Electrons flow through Complexes I, III, and IV in a sequence dictated by their increasing electronegativity, releasing energy at each step. This released energy is utilized to pump protons (H+) across the mitochondrial inner membrane, creating a distinct electrochemical gradient. Proteins within the ETC undergo sequential reduction and oxidation, while non-protein groups, such as iron-sulfur clusters and heme groups, assist in electron transfer.

6. Role of Oxygen in the ETC

Oxygen serves a fundamental role as the terminal electron acceptor in the ETC. Having the highest electronegativity, it effectively removes two electrons from Complex IV, reacting with protons (H+) to form water. This reaction not only facilitates the continuation of electron flow but also prevents the backup of electrons, maintaining the efficiency of the entire chain.

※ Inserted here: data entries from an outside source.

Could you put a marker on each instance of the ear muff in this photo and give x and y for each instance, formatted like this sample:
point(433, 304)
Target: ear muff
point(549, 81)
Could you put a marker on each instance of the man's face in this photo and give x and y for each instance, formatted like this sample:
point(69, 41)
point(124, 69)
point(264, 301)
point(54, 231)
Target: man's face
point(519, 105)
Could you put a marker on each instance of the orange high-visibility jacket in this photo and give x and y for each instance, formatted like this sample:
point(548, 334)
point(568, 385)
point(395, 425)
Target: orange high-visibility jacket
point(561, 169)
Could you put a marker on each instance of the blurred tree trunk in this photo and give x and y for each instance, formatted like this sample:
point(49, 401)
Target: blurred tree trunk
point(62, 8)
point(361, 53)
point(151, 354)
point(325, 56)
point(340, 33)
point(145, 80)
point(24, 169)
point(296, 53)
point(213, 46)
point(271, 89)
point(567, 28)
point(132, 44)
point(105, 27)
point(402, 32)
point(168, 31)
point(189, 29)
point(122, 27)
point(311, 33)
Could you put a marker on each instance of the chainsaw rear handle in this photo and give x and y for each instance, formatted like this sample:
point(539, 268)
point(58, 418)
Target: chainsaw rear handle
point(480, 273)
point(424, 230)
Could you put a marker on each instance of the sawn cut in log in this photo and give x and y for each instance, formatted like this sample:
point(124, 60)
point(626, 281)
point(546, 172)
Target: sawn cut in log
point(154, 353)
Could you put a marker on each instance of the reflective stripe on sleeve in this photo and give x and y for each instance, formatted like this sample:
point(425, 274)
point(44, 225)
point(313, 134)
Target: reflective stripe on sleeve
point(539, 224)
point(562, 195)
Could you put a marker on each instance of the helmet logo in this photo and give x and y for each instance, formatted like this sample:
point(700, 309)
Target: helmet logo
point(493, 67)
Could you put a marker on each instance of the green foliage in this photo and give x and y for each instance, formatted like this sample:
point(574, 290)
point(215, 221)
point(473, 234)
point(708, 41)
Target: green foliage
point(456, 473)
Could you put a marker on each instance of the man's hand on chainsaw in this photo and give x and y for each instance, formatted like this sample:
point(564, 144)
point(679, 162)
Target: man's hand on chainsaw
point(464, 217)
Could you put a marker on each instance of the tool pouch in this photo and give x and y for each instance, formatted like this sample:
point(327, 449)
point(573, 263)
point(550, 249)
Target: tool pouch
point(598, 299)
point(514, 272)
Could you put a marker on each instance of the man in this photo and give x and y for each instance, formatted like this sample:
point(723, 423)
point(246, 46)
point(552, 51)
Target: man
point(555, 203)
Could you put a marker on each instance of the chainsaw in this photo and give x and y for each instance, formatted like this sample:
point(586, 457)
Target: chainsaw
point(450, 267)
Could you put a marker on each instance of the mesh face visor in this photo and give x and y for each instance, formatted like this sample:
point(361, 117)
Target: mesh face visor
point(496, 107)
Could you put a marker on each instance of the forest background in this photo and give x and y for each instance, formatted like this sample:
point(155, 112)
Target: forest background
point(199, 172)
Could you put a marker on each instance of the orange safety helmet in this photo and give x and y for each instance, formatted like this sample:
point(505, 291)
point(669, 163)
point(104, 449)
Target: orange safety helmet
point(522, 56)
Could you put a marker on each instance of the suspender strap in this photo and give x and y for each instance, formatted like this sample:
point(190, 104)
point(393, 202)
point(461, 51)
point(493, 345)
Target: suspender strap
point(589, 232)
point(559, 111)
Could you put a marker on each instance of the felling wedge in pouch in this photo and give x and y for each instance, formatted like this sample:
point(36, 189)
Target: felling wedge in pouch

7. Proton Gradient and ATP Production

The process of electron transport is exergonic, resulting in the active transport of protons across the inner mitochondrial membrane. This proton pumping establishes a proton gradient that generates a proton motive force, essential for chemiosmosis and ATP synthesis.

8. Chemiosmosis

Chemiosmosis refers to the process where the proton motive force drives ATP synthesis. ATP Synthase, a large protein complex embedded in the mitochondrial membrane, utilizes the flow of protons back into the mitochondrial matrix to catalyze the phosphorylation of adenosine diphosphate (ADP) with inorganic phosphate (Pi) into ATP. This is a crucial step in energy production.

9. Proton Motive Force Generation

The high-energy electrons released during the oxidation of NADH and FADH2 are carefully shuttled through the ETC, releasing energy that powers the translocation of protons from the mitochondrial matrix into the intermembrane space, thus creating an electrochemical gradient critical for ATP production.

10. Details of ATP Synthase

ATP Synthase is a complex enzyme that channels H+ ions back into the mitochondrial matrix. Each rotation of the synthase, powered by the influx of protons, facilitates the enzymatic reaction that converts ADP and Pi into ATP. The structure of ATP Synthase allows for efficient ATP production while simultaneously harnessing the energy derived from the proton gradient.

11. ATP Yield from Cellular Respiration

The total ATP yield from cellular respiration varies based on how NADH produced during glycolysis is transported into the mitochondria. Two major shuttling systems yield different efficiency:

  • Glycerol-phosphate shuttle: Results in a net yield of 36 ATP, less efficient due to energy losses.

  • Malate-aspartate shuttle: More efficient, resulting in a net yield of 38 ATP.

12. Summary of ATP Production in Aerobic Respiration

In total, the production of ATP per glucose molecule can be summarized as follows:

  • Glycolysis: Produces a net of 2 ATP directly.

  • 2 NADH from Glycolysis (using malate-aspartate shuttle): Contributes an additional 6 ATP.

  • Citric Acid Cycle: Generates 6 NADH and 2 FADH2, yielding an additional 22 ATP through oxidative phosphorylation.

  • Overall: Thus, the complete oxidation of one glucose molecule can yield a maximum of 38 ATP in the presence of the malate-aspartate shuttle, highlighting the efficiency of aerobic respiration in energy production.